Sunday, November 22, 2009

Physical state of matter and class of particles named after Satyendranath Bose

Satyendranath Bose (also spelled Satyendra Nath Bose) was an Indian Physicist, born in 1894 in Calcutta (West Bengal, India) and later teaching physics at Dacca University in East Bengal (now Bangladesh). In 1924, Bose contacted Albert Einstein in Germany to help him publish a paper on quantum statistics that had been rejected by a British journal. Einstein translated the paper from English into German and submitted it to the journal Zeitschrift für Physik, in which the paper was then published with a note by Einstein.
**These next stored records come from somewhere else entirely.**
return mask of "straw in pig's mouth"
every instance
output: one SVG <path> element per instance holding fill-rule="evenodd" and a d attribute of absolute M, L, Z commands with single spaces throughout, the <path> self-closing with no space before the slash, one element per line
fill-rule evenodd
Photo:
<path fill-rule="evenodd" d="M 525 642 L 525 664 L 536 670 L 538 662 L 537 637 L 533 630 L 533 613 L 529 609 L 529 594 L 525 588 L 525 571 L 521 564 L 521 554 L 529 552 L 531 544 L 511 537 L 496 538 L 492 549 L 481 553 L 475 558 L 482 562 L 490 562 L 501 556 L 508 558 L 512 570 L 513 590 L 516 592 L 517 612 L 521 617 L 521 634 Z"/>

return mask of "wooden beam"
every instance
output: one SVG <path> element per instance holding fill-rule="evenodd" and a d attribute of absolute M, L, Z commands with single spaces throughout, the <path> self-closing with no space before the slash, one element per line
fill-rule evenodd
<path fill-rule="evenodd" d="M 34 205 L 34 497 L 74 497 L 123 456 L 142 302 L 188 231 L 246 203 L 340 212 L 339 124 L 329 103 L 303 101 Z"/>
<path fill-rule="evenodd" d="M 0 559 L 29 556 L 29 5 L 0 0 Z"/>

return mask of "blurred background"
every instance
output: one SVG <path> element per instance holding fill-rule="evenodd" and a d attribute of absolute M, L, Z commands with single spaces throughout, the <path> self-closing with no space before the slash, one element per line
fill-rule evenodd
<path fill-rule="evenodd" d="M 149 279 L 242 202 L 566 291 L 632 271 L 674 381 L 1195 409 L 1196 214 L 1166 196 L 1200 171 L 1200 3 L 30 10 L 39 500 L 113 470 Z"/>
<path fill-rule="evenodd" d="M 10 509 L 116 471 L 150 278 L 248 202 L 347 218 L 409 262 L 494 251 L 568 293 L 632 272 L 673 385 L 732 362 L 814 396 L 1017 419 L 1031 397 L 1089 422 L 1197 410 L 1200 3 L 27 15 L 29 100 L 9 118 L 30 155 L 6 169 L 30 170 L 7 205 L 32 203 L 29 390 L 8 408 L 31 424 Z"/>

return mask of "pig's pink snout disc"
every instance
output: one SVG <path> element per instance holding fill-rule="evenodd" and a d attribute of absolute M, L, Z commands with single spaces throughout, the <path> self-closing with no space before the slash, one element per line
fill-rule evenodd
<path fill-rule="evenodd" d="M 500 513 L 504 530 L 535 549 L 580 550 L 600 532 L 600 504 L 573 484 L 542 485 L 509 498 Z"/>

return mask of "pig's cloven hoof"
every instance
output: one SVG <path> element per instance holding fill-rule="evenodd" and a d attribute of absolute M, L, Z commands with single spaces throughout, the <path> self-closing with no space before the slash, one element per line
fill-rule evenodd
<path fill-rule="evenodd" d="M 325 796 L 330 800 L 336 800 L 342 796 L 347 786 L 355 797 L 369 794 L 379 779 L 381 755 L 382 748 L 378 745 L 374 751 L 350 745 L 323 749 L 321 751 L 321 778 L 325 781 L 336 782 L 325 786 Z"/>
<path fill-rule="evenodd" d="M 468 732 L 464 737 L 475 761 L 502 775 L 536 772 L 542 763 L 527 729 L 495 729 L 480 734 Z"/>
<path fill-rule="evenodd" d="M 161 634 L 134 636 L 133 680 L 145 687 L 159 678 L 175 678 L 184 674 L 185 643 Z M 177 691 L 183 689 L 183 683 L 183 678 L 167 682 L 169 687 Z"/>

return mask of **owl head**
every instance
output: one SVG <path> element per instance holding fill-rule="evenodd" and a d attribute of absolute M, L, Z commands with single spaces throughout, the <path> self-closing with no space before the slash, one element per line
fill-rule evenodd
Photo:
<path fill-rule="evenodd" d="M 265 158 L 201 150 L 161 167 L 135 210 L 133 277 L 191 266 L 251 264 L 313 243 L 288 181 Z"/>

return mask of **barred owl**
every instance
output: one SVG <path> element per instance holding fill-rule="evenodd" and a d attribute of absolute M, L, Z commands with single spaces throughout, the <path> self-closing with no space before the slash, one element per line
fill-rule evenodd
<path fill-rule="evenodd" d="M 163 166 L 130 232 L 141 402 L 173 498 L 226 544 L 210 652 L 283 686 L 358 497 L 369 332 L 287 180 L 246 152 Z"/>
That was the beginning of the history of Bose-Einstein condensates. “Existing” as a predicted state of matter for more than fifty years, in 1989 Eric Cornell and his colleagues demonstrated its real existence by cooling rubidium atoms with laser light to nearly absolute zero temperature.
Bose's significant contributions to science are not only remembered with the terms Bose-Einstein statistics and Bose-Einstein condensate, but also with the name for a class of physical particles, the boson—a story beautifully told by John S. Rigden [2]:
There are various ways that fame comes to a scientist. For Satyendranath Bose it was asking Albert Einstein to run interference for him. Eventually his name was linked with Einstein's in both statistical method of dealing with quantum particles, called Bose-Einstein statistics, as well as the peculiar state of matter known as the Bose-Einstein condensate. In addition, Bose had a class of particles named after him: the boson. […]
Keywords: physics, history, Bose-Einstein statistics, quantum chemistry

References:
[1] Satyendranath Bose (1894-1974) at www-history.mcs.st-and.ac.uk/Mathematicians/Bose.html.
[2] John S. Rigden: Hydrogen • The Essential Element. Harvard University Press, Cambridge, Massachusetts and London, England, Third Printing 2003; page 234.